En 1868, Jules Gaspard Boucher d'Argis de Guillerville, chef d'escadron issu d'une vieille famille de la noblesse, les reconnaît comme ses fils[4], puis épouse leur mère l'année suivante, à Paris[5]. Légitimé, Henri Guyot devient Henri Boucher d'Argis de Guillerville. Son petit frère Paul Louis Gaspard naît en 1870[6].
Henri d'Argis a 18 ans quand son père meurt[7].
Parcours
Devenu « étudiant en rupture de toutes les facultés » selon sa propre formule, il se lie d'amitié avec Maurice Barrès, Jean Moréas[8], Paul Verlaine[9]. Dans son Journal, Ferdinand Bac décrit « d'Argis de Guillerville » comme « un ami commun du Quartier latin de 1880, (...) un étrange bohème que Berthelot a beaucoup connu (...), un ami de Maurice Barrès, morphinomane, génie manqué, tapeur, poète, romancier, médecin, organiste, vivant avec Moréas et Verlaine. »[10]

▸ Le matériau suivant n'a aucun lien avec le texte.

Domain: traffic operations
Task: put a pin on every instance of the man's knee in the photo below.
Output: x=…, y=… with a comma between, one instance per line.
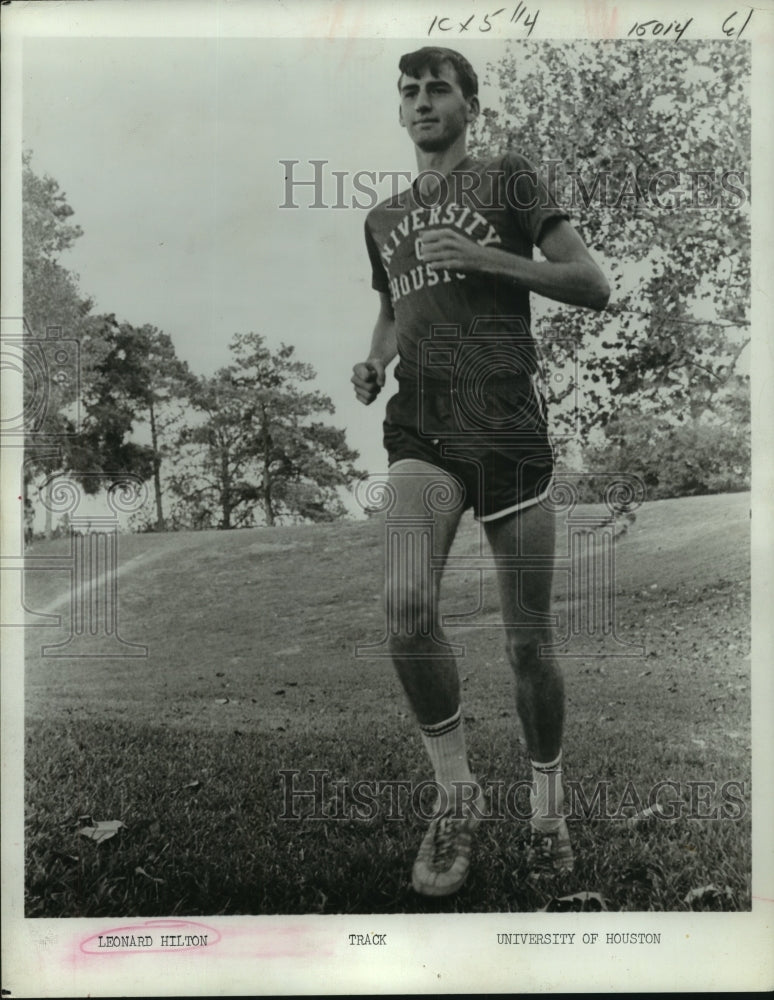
x=523, y=648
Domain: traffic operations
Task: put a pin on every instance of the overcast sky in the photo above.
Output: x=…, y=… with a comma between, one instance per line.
x=169, y=153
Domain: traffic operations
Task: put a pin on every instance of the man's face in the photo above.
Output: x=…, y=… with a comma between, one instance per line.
x=434, y=110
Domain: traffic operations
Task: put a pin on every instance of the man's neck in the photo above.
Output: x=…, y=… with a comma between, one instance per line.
x=443, y=160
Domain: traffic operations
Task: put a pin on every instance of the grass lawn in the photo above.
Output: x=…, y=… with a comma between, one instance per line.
x=250, y=671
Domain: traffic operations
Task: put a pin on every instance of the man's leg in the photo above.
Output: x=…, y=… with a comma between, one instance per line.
x=525, y=597
x=428, y=673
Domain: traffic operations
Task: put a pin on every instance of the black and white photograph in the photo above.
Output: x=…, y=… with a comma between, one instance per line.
x=386, y=532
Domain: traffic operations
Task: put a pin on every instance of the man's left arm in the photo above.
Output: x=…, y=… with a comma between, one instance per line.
x=568, y=274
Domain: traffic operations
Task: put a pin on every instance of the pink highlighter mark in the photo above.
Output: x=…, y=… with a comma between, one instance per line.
x=151, y=936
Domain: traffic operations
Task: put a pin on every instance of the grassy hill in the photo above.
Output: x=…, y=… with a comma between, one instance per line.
x=250, y=670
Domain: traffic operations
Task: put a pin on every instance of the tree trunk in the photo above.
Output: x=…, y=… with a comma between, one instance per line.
x=225, y=491
x=267, y=500
x=156, y=471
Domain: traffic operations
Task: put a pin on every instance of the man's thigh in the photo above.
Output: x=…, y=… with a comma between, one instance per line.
x=426, y=497
x=525, y=543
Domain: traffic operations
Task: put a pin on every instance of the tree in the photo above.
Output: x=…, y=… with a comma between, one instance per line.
x=138, y=379
x=58, y=326
x=650, y=146
x=258, y=444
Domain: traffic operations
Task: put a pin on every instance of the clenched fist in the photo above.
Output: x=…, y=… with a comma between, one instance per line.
x=368, y=380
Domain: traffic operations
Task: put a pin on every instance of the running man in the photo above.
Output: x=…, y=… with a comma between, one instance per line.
x=455, y=251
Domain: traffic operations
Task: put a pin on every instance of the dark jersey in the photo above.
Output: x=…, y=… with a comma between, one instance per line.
x=500, y=203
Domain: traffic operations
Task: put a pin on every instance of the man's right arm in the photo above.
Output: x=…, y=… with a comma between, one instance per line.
x=368, y=376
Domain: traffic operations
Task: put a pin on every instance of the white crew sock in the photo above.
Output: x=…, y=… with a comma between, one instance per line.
x=547, y=795
x=445, y=745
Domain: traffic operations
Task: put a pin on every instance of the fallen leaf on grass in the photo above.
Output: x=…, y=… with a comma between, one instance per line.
x=102, y=830
x=646, y=873
x=578, y=902
x=69, y=859
x=141, y=871
x=708, y=897
x=651, y=812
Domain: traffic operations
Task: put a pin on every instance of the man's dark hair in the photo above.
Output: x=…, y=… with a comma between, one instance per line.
x=432, y=57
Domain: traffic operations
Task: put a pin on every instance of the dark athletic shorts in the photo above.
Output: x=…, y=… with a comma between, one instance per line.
x=495, y=442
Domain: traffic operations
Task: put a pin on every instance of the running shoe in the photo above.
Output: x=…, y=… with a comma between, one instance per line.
x=550, y=853
x=444, y=855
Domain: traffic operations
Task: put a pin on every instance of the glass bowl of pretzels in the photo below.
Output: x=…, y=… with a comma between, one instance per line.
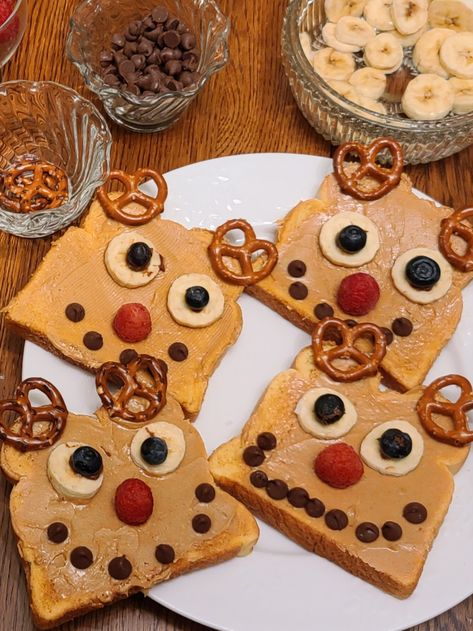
x=334, y=98
x=54, y=153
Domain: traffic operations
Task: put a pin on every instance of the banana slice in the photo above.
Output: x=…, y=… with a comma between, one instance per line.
x=428, y=97
x=369, y=82
x=378, y=14
x=336, y=9
x=450, y=14
x=456, y=55
x=329, y=37
x=370, y=450
x=354, y=31
x=306, y=44
x=332, y=65
x=463, y=91
x=171, y=457
x=426, y=55
x=409, y=15
x=384, y=52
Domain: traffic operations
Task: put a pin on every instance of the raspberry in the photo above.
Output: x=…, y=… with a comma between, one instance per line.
x=358, y=294
x=132, y=322
x=339, y=465
x=133, y=502
x=9, y=33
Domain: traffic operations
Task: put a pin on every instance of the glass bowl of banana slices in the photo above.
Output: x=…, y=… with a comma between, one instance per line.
x=361, y=69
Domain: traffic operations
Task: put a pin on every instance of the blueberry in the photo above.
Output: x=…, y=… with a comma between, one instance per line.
x=351, y=239
x=154, y=450
x=395, y=444
x=423, y=272
x=197, y=298
x=138, y=256
x=329, y=408
x=87, y=462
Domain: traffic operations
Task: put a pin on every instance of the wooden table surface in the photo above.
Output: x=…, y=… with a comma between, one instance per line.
x=246, y=108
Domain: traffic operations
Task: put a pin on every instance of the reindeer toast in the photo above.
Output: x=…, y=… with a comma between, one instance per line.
x=130, y=282
x=108, y=505
x=347, y=471
x=390, y=258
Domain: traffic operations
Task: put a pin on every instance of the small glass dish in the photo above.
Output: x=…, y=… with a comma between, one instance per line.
x=91, y=29
x=340, y=120
x=12, y=31
x=52, y=123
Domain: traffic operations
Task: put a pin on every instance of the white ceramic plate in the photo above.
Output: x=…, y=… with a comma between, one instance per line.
x=280, y=586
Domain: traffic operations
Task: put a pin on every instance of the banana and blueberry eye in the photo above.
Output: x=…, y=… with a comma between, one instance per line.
x=393, y=448
x=131, y=260
x=195, y=300
x=75, y=470
x=422, y=275
x=325, y=413
x=349, y=239
x=158, y=448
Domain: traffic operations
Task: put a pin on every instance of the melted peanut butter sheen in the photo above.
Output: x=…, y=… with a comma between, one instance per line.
x=74, y=272
x=93, y=523
x=376, y=497
x=404, y=221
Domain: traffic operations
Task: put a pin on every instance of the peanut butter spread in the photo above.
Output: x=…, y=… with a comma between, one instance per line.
x=94, y=523
x=404, y=222
x=74, y=272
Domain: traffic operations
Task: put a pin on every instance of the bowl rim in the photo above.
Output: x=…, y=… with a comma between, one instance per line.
x=102, y=130
x=95, y=83
x=312, y=81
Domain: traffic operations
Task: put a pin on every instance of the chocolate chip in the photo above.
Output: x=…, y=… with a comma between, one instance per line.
x=127, y=356
x=187, y=41
x=296, y=268
x=205, y=493
x=298, y=497
x=253, y=456
x=415, y=513
x=367, y=532
x=277, y=489
x=164, y=554
x=388, y=334
x=178, y=351
x=336, y=519
x=57, y=532
x=266, y=441
x=402, y=327
x=93, y=340
x=120, y=568
x=315, y=508
x=201, y=523
x=323, y=310
x=75, y=312
x=160, y=14
x=298, y=291
x=81, y=558
x=391, y=531
x=259, y=479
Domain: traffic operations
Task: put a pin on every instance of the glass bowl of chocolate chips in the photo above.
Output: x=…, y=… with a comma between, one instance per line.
x=147, y=61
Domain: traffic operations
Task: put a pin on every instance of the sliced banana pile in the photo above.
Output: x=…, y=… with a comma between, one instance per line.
x=365, y=40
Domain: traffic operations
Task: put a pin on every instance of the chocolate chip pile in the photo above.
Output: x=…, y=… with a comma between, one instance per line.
x=154, y=55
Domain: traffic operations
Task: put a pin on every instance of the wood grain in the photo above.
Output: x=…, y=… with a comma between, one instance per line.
x=246, y=108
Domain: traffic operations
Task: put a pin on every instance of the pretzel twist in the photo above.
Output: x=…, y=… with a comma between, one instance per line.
x=365, y=364
x=428, y=405
x=219, y=248
x=117, y=403
x=388, y=178
x=454, y=225
x=117, y=208
x=33, y=185
x=21, y=433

En 1888, d'Argis publie à compte d'auteur, chez le libraire Alphonse Piaget, son premier roman, Sodome, préfacé par Verlaine. L’année suivante paraît son deuxième roman, Gomorrhe. Verlaine, dont il est un intime, le représente à ses côtés, debout à l'extrême gauche, sur le dessin Une soirée chez Paul Verlaine[11], et lui consacre un sonnet : paru dans Le Chat noir du , ce texte deviendra en 1890 le quatorzième poème du recueil Dédicaces[12].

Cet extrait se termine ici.